Carolina Levis, pesquisadora da UFSC, é a primeira autora do artigo publicado em conjunto com estudiosos indígenas e não-indígenas
No contexto da crise climática, o diálogo entre o conhecimento científico ocidental e o indígena é essencial para a conservação da Amazônia e para o futuro sustentável do planeta. A integração dos sistemas de conhecimento pode garantir uma ciência mais holística, que entenda a conexão indissociável entre cultura e natureza e que, portanto, reconheça a contribuição dos povos originários para a reabilitação dos ecossistemas. É o que aponta artigo publicado na revista Science nesta quinta-feira, dia 12, por pesquisadores indígenas dos povos Tuyuka, Tukano, Bará, Baniwa e Sateré-Mawé, em parceria com não indígenas, vinculados a projeto do Brazil LAB, da Universidade de Princeton, nos Estados Unidos. Os cientistas participantes também têm vínculo com instituições brasileiras como as universidades federais de Santa Catarina (UFSC) e do Amazonas (UFAM).
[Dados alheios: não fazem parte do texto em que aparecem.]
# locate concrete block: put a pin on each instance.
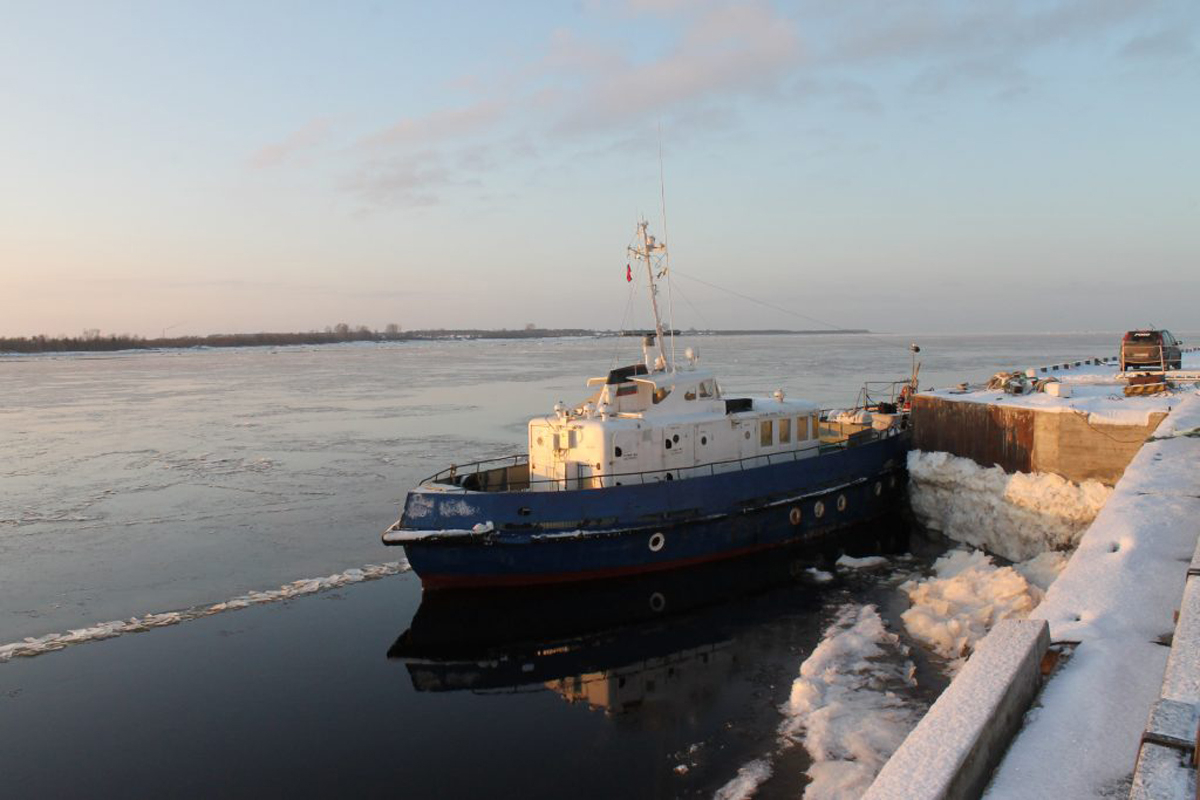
(1162, 773)
(1181, 681)
(953, 750)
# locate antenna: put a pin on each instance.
(666, 235)
(647, 250)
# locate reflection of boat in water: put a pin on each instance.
(657, 469)
(613, 644)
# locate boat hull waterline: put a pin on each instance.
(455, 537)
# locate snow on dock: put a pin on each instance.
(1117, 599)
(1041, 467)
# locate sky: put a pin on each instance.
(895, 164)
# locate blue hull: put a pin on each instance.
(537, 537)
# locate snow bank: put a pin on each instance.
(847, 707)
(36, 647)
(1015, 516)
(967, 596)
(1116, 597)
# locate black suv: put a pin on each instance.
(1150, 349)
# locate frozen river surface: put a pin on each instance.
(151, 481)
(156, 481)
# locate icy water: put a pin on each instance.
(148, 482)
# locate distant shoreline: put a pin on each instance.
(111, 343)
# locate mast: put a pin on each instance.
(649, 247)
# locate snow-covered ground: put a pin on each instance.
(969, 594)
(851, 705)
(1015, 516)
(1097, 391)
(1116, 597)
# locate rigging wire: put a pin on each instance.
(624, 318)
(786, 311)
(666, 239)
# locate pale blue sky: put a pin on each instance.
(875, 163)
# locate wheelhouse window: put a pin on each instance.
(766, 433)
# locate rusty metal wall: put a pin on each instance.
(985, 433)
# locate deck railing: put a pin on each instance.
(460, 474)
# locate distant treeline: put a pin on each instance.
(93, 341)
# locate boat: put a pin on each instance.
(659, 468)
(601, 632)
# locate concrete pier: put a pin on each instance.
(1073, 445)
(1108, 707)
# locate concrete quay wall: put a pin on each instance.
(1029, 440)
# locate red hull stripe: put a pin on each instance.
(478, 581)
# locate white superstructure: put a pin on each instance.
(654, 422)
(664, 426)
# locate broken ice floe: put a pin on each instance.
(1015, 516)
(37, 645)
(969, 594)
(850, 708)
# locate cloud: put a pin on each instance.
(723, 52)
(1170, 43)
(407, 180)
(313, 133)
(443, 124)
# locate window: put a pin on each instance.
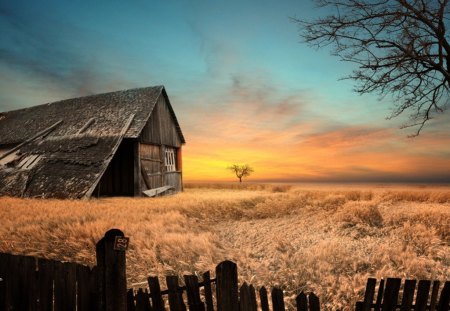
(169, 160)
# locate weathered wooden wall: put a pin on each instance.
(139, 165)
(118, 179)
(161, 128)
(152, 165)
(160, 133)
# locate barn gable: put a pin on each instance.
(69, 160)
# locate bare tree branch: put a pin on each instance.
(241, 171)
(401, 47)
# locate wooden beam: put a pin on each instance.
(137, 168)
(43, 132)
(106, 162)
(145, 176)
(88, 123)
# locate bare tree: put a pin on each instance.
(241, 171)
(401, 46)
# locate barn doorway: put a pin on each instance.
(118, 177)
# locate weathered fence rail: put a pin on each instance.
(198, 296)
(28, 283)
(388, 295)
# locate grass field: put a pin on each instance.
(323, 238)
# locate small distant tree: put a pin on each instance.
(241, 171)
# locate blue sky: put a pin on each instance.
(237, 75)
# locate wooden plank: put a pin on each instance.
(157, 191)
(302, 303)
(45, 281)
(434, 295)
(208, 291)
(106, 161)
(142, 301)
(130, 300)
(155, 294)
(4, 261)
(408, 295)
(176, 302)
(83, 299)
(136, 169)
(111, 273)
(423, 290)
(94, 291)
(444, 300)
(29, 283)
(227, 286)
(369, 294)
(70, 286)
(86, 126)
(193, 293)
(144, 158)
(253, 303)
(277, 299)
(41, 133)
(59, 302)
(16, 295)
(263, 299)
(244, 298)
(390, 296)
(377, 306)
(65, 286)
(314, 303)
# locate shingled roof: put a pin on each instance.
(109, 111)
(69, 162)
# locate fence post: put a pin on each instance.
(227, 286)
(112, 281)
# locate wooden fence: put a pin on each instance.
(388, 296)
(28, 283)
(198, 296)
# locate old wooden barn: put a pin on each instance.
(125, 143)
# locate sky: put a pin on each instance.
(244, 87)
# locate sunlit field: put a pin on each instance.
(323, 238)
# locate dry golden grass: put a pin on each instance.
(328, 239)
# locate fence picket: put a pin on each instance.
(423, 290)
(244, 298)
(263, 298)
(4, 260)
(369, 294)
(175, 297)
(45, 281)
(434, 293)
(193, 293)
(314, 304)
(208, 291)
(444, 300)
(130, 300)
(254, 304)
(155, 294)
(391, 294)
(227, 287)
(408, 295)
(377, 306)
(277, 299)
(142, 301)
(302, 303)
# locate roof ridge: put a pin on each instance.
(161, 87)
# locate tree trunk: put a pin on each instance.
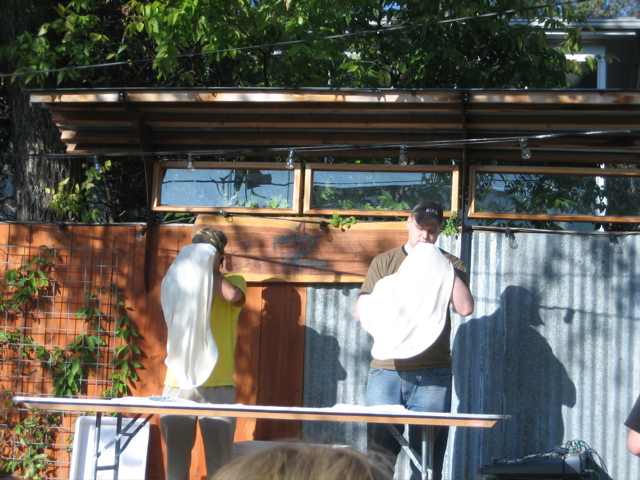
(32, 130)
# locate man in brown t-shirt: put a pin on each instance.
(422, 382)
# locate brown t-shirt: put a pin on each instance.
(438, 354)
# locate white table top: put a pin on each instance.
(338, 413)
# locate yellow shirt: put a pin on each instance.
(223, 321)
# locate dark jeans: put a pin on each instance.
(427, 390)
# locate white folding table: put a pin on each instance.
(149, 406)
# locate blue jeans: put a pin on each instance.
(427, 390)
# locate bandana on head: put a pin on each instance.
(212, 236)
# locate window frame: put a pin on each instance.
(310, 168)
(161, 166)
(564, 171)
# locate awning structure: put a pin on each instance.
(566, 126)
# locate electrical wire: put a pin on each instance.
(310, 38)
(344, 148)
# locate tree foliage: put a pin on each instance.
(271, 43)
(285, 43)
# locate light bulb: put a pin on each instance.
(402, 159)
(96, 164)
(525, 151)
(291, 160)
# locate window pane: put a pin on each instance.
(344, 190)
(227, 188)
(539, 194)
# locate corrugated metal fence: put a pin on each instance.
(553, 342)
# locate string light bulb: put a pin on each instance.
(525, 151)
(402, 159)
(291, 159)
(191, 167)
(140, 234)
(96, 164)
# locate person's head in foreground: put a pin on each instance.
(425, 223)
(301, 461)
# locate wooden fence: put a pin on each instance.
(278, 258)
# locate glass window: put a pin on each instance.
(258, 187)
(377, 190)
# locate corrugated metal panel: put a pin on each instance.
(553, 343)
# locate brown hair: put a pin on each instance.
(301, 461)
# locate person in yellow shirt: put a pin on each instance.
(201, 307)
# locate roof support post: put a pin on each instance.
(146, 147)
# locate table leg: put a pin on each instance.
(427, 452)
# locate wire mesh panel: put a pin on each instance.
(60, 313)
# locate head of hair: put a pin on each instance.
(302, 461)
(212, 236)
(428, 211)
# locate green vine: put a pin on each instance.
(78, 202)
(34, 436)
(68, 366)
(451, 225)
(342, 223)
O artigo defende a integração urgente entre os saberes, considerando a contribuição das teorias e práticas de povos indígenas, há pelo menos 12 mil anos, para a conservação e restauração do meio ambiente – e elegem a Amazônia como um terreno fértil para promover este diálogo.
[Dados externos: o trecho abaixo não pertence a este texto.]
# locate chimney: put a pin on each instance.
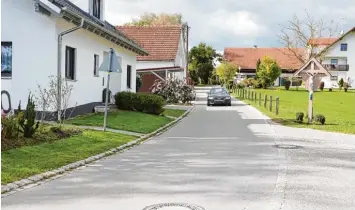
(97, 8)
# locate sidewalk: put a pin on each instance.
(305, 134)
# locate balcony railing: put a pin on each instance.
(332, 67)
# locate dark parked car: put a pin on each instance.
(219, 95)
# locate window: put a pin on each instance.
(129, 75)
(343, 47)
(334, 78)
(70, 63)
(97, 8)
(96, 65)
(334, 61)
(6, 59)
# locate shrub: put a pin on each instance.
(9, 127)
(173, 90)
(240, 85)
(299, 117)
(346, 86)
(287, 84)
(341, 83)
(321, 86)
(142, 102)
(27, 119)
(320, 118)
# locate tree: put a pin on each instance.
(150, 19)
(226, 71)
(201, 61)
(268, 71)
(299, 33)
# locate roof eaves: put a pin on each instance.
(72, 9)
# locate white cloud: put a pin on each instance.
(239, 23)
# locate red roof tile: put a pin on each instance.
(160, 41)
(246, 58)
(322, 41)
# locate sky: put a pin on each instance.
(233, 23)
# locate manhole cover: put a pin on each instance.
(173, 206)
(287, 146)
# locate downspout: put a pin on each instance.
(59, 65)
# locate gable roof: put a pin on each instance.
(322, 41)
(161, 42)
(247, 58)
(318, 68)
(72, 13)
(336, 41)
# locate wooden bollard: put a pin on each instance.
(277, 105)
(265, 101)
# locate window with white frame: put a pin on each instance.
(6, 59)
(129, 76)
(334, 61)
(334, 78)
(70, 63)
(344, 47)
(96, 65)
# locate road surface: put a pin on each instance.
(218, 158)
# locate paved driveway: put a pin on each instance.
(218, 158)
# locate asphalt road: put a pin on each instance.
(217, 158)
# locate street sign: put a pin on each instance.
(115, 63)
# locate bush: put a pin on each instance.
(141, 102)
(346, 86)
(9, 127)
(320, 118)
(299, 117)
(240, 86)
(321, 86)
(173, 90)
(287, 84)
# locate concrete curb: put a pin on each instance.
(50, 175)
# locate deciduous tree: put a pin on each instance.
(150, 19)
(268, 71)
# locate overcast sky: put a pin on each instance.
(232, 23)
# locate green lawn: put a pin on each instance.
(173, 112)
(338, 107)
(124, 120)
(26, 161)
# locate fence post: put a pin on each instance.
(265, 100)
(255, 97)
(277, 105)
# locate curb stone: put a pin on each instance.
(50, 175)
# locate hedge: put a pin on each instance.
(141, 102)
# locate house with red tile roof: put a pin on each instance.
(339, 59)
(246, 59)
(167, 48)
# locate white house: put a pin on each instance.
(40, 38)
(167, 48)
(339, 59)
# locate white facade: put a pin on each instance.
(180, 60)
(34, 56)
(343, 62)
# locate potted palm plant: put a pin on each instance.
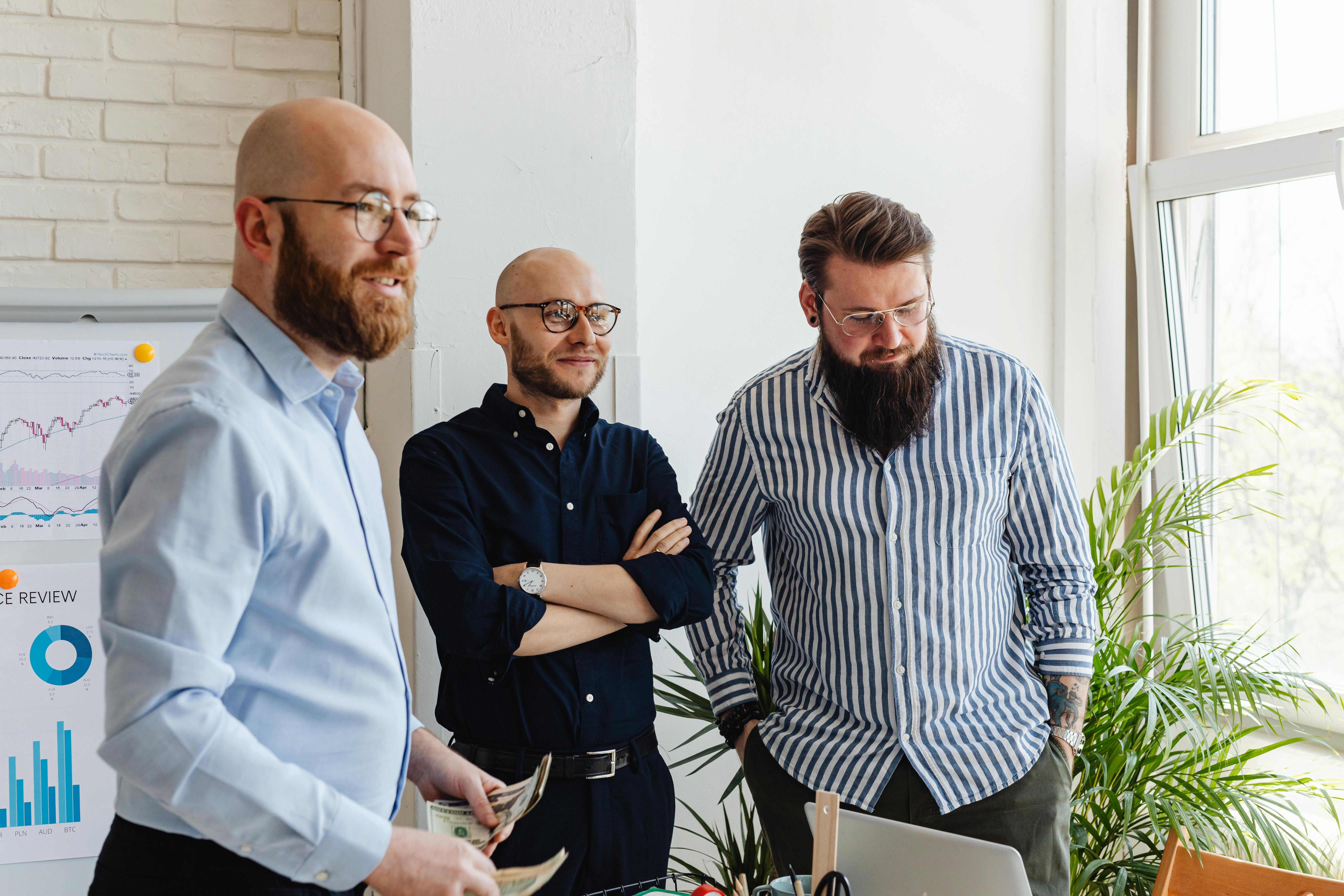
(1174, 714)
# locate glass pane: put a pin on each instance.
(1260, 280)
(1275, 61)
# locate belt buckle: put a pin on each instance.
(611, 754)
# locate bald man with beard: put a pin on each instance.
(259, 710)
(548, 549)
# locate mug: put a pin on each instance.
(784, 887)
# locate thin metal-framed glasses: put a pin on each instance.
(866, 323)
(374, 214)
(561, 315)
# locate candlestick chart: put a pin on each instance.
(61, 405)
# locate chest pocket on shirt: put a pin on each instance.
(620, 516)
(970, 502)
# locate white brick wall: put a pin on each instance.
(120, 123)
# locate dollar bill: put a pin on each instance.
(455, 817)
(525, 882)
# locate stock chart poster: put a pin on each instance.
(61, 405)
(58, 799)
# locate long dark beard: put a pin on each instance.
(533, 373)
(320, 301)
(885, 409)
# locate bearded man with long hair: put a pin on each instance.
(913, 490)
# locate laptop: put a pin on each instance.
(884, 858)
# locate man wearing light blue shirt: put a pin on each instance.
(259, 707)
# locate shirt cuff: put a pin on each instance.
(1065, 657)
(353, 848)
(730, 690)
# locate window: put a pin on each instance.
(1241, 248)
(1269, 61)
(1255, 289)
“Uma das principais lições dos conhecimentos indígenas do Alto Rio Negro é compreensão de que as vidas se estabelecem em conexão. Nada existe sozinho, tudo está relacionado – e compreender essa rede de relações entre todos os seres é uma das chaves para a sustentabilidade”, explica Carolina Levis, pesquisadora da UFSC e primeira autora do artigo. Para ela, a cosmovisão indígena pode auxiliar na desconstrução da visão colonialista que há séculos explora a Amazônia. “Enquanto o pensamento ocidental está enraizado em visões utilitaristas e antropocêntricas da natureza, os povos indígenas amazônicos entendem que a natureza e seus elementos também são dotados de qualidades de pessoas e tudo faz parte de um sistema integrado”, comenta.
“Escrevemos esse texto para dar vozes também àqueles que não tem vozes, e fazer ecoar vozes de quem não conseguem reagir à destruição de seus territórios”, explica Justino Sarmento Rezende, pesquisador da UFAM e um dos autores indígenas do artigo. “Outros seres também são viventes e habitantes dos territórios, ninguém consulta os animais antes de invadir a casa deles e seguir destruindo. Uma vez que considerarem os outros seres como relacionados a nós, teremos que fazer o papel de diplomatas, pois eles não estão sendo ouvidos e entendidos. Vamos fazer um pouco desse papel de representá-los. Assim como os povos indígenas, os outros seres também estão silenciados”, continua o pesquisador.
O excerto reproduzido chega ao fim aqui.